The route to success still presents certain barriers for European startups in this sector
The industry is ripe for innovation, and startups are taking up the challenge of alleviating the load of physicians and hospitals. However, the road to success is paved with challenges inherent to the digital health industry, such as navigating regulatory requirements and convincing healthcare providers to adopt new technology.
In our report, we found that some countries, such as the United Kingdom and France are capturing the most funding in the sector with $1.7 billion and $1.4 billion cumulated respectively since 2018. This represents almost 65 percent of total investments in the space, in Europe.
There’s a significant investment gap with other European countries, such as Spain, Denmark, Sweden, and Italy which are receiving just two percent of investments. It is worth noting that these countries experience fewer healthcare shortages with a doctor-to-patient ratio higher than the OECD average, which could account for a lower sense of urgency.
But even with all of this movement, physicians and hospitals have the last word on whether or not they want to use new technology. Physicians are typically busy and have limited time to allocate during the day to learn more about cutting-edge technologies.
“We often hear about conferences carried out by external companies on medical training or disruptive technologies, said Dr. Johanna Salomon, an ENT Surgeon in Paris. "But because of the staff shortages in most public hospitals in Paris, we interns have to focus on more urgent tasks. When I eventually attend conferences, the rooms are almost empty.”
Presenting new technologies to physicians and hospitals prematurely, without sufficient evidence of their efficacy, can result in a roadblock to adoption due to concerns about complexity and time consumption. In addition, physicians and hospitals are likely to prioritize tools that are user-friendly and easy to integrate into existing workflows.
In this way, startups and other innovators must strike a balance between introducing cutting-edge technologies to the healthcare industry, while also ensuring that they have sufficient evidence to demonstrate their value and ease of use to busy physicians and hospitals. It’s up to all stakeholders to work together to ensure that doctors are equipped with the tools they need to provide the best possible care to patients.

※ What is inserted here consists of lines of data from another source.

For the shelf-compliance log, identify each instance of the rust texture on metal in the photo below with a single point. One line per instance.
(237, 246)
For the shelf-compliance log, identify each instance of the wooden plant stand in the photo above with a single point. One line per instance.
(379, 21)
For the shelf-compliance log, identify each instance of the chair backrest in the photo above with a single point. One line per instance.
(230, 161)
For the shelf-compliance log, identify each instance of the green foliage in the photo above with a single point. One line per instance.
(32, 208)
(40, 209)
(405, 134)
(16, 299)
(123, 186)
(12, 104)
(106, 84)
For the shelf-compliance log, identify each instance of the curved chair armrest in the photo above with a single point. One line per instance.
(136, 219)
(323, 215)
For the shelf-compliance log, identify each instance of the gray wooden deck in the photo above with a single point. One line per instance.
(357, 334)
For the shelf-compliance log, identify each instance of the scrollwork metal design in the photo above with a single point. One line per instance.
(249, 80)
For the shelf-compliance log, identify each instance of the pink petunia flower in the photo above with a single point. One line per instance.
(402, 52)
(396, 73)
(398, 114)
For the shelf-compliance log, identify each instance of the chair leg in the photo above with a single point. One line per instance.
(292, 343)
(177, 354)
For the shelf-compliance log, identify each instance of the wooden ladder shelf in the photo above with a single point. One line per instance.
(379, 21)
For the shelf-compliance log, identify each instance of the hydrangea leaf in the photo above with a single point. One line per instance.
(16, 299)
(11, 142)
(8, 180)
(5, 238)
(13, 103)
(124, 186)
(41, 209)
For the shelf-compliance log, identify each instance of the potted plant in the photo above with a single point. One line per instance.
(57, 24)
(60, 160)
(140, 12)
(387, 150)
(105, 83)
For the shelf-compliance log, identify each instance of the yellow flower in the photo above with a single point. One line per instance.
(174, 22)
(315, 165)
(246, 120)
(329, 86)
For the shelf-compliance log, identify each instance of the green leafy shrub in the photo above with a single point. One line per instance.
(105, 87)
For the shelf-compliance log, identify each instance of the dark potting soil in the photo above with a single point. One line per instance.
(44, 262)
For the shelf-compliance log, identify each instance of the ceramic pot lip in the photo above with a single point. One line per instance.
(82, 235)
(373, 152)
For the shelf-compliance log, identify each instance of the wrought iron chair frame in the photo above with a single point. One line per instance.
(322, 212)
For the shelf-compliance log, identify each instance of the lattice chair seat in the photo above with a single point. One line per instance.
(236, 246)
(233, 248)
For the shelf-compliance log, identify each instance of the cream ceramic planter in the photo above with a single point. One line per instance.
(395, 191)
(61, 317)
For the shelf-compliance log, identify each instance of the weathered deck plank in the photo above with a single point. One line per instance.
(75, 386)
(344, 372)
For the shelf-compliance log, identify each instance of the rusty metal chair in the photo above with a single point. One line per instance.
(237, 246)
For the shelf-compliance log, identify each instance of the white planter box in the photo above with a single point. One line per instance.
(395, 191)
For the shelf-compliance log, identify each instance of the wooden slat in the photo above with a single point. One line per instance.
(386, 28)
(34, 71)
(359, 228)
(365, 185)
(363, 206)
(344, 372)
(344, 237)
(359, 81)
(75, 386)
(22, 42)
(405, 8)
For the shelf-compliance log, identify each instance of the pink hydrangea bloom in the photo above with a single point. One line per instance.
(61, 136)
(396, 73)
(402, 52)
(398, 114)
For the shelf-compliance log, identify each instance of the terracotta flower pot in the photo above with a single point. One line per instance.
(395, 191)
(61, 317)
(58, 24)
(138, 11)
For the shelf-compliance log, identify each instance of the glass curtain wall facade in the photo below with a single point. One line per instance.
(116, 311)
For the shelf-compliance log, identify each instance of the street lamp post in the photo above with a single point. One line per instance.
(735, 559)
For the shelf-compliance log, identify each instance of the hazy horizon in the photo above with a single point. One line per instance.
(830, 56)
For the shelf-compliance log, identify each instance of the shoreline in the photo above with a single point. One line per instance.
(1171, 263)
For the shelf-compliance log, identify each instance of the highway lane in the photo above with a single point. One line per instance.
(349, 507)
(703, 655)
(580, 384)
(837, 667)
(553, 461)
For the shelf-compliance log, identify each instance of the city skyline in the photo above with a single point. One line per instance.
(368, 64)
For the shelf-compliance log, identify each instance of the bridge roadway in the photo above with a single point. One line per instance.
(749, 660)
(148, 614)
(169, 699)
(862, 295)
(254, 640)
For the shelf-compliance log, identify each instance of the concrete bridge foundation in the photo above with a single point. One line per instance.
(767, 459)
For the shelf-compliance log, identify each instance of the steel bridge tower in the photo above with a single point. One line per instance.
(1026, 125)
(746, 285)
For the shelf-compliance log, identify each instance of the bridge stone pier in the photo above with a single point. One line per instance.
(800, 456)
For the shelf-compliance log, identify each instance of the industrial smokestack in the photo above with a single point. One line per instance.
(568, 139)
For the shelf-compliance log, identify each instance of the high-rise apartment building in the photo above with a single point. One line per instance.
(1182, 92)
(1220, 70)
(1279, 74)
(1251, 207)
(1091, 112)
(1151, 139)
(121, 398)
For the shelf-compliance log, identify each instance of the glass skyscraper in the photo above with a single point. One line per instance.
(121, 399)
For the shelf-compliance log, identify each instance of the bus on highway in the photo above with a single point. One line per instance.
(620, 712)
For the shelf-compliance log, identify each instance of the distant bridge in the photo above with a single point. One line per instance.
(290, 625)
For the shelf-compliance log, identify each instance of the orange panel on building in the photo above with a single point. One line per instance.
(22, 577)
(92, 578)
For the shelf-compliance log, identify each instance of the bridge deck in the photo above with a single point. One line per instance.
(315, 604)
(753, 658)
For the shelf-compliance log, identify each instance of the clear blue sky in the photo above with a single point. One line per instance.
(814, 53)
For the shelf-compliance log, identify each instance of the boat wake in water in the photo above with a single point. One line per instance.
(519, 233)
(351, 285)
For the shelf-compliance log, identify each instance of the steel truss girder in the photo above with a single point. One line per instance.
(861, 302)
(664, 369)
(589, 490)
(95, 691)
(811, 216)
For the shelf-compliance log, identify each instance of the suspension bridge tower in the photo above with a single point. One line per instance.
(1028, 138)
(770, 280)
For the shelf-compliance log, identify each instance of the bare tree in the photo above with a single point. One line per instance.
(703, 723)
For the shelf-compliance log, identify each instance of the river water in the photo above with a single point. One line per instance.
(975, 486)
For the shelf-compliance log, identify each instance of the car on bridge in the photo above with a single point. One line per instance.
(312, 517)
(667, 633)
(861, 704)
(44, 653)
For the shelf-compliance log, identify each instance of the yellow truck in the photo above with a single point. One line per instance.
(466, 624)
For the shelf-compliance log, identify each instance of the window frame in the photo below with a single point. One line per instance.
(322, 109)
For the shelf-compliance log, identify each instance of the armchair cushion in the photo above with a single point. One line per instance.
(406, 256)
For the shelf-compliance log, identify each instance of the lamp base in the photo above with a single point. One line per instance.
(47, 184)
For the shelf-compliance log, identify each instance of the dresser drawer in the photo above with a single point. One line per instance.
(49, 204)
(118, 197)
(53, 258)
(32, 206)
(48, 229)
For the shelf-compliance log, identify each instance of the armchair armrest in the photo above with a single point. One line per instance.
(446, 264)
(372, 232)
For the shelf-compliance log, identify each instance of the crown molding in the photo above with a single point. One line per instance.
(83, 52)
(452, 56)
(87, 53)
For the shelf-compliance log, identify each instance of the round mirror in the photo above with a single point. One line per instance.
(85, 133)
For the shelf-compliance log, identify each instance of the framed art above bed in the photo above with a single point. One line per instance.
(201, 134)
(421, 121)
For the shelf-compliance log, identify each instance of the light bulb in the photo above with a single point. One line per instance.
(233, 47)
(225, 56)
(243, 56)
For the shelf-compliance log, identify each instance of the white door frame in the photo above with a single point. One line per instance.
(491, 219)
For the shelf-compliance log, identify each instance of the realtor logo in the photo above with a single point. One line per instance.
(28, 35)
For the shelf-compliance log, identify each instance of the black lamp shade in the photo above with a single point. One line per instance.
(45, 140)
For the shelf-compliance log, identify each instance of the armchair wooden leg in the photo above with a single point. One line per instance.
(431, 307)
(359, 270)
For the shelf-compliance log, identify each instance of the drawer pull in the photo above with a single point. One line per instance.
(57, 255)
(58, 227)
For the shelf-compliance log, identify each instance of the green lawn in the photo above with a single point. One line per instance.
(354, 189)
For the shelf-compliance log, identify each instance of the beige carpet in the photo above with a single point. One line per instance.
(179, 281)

To sum it up, digital tools have the potential to significantly alleviate the workload of physicians and hospitals. While VC funding in the space grew significantly, the current shortage of staff is hindering the ability of physicians to learn and integrate new technologies into their workflow. By supporting new workforce strategy plans, implementing measures to retain staff, and decreasing pressure, we can allow new technologies to be smoothly integrated into hospitals, and virtuously change the status quo of health care.